Jillian Baker was sitting at her window when the world ended. She had no way of knowing that the apocalypse had begun that morning, little over eight hundred miles away. All she knew was that the squirrel on her bird feeder was staring back at her.
She had been watching it stuff its cheeks with the seed she bought for birds she didn't really care for. If she had guests that evening, she would have made a fuss over the waste. As it was, though, she got a guilty thrill from seeing the rodents scamper around her yard.
The squirrel was still staring. Jillian wondered briefly if it had rabies, but dismissed the idea. Squirrels can't become rabid; they get killed too easily. Besides, how could it see her with the sun shining directly into her yard? She should be shadowed.
Maybe the squirrel saw something on the window itself. Which would be odd, considering Jillian cleaned it only last Thursday, but strange things do happen.
Strange like a squirrel staring at you?
Jillian shook her head. She was imagining it, somehow. Maybe she had taken too much of he medication earlier. That could be it, right? Medication made people crazy sometimes.
She stifled a scream as the timer indicated that her cookies were done. Chuckling nervously, she went to her kitchen and drew them out. They were undercooked she knew, still gooey. Squirrels weren't her only guilty pleasure. As a girl, she had loved cookie dough, but now her fear of disease made her cook the salmonella to death.
She set the pan on the stove top, and set her kitchen timer for five minutes. She knew it would still be burning hot in that short time, but she couldn't wait longer. The flavor was worth a numb tongue. She went back to her living room window.

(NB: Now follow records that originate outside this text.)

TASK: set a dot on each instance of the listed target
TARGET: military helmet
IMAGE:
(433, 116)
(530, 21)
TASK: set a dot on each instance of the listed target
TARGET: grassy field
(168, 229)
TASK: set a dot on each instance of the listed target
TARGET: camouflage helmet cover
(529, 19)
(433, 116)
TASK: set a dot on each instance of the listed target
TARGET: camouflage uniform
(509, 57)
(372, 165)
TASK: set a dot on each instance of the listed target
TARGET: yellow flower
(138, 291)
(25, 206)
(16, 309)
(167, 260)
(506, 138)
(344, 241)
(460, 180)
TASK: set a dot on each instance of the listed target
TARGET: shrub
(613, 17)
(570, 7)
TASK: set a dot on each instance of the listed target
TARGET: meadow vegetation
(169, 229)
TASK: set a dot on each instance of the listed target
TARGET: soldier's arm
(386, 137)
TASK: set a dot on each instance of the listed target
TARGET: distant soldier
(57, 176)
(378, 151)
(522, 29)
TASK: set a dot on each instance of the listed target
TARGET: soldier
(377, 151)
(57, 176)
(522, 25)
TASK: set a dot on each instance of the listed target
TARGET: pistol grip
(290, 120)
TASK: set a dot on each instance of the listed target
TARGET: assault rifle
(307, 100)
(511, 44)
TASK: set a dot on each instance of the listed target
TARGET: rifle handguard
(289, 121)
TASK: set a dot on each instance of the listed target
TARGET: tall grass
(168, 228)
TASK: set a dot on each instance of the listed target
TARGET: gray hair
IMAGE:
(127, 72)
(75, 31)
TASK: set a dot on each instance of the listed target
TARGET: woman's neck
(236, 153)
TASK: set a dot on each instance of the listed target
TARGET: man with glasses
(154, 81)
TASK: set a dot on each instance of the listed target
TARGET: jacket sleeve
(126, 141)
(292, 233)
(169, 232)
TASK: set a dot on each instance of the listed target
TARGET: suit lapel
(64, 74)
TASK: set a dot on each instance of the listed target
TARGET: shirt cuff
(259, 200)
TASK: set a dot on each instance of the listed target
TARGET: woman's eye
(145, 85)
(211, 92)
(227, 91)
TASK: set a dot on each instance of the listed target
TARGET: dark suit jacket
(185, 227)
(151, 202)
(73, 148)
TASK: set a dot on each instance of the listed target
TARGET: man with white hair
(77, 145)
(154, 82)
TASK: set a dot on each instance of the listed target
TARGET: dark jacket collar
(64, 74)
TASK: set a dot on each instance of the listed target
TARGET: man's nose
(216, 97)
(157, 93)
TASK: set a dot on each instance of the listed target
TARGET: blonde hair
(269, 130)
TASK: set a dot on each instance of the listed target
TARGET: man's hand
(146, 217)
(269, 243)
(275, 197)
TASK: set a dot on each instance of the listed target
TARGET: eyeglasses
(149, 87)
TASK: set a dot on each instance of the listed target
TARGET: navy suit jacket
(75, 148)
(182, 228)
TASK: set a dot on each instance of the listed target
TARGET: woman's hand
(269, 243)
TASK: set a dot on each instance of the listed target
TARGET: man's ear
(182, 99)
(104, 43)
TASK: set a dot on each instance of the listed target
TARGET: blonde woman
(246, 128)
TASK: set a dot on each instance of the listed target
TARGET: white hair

The squirrel was still there. Jillian considered chasing it off, but what if it was rabid? It would be much safer, she decided, to stay inside.
When the timer beeped again, she went for her snack, pretending to herself that it wasn't relief she felt when leaving the window seat.
The cookie was tasteless, and she found milled around the kitchen for a while before deciding to go to bed. It was nearly six after all.
Yep. After a long day of yard-watching, nothing feels better than a long rest. Six isn't too early. Early to bed and early to rise.
She made sure to spend extra time brushing her teeth, letting it grow a little later. Then, in her favorite nightgown, she crawled into her bed, trying not to think of the squirrel.
It was midnight when she finally fell asleep.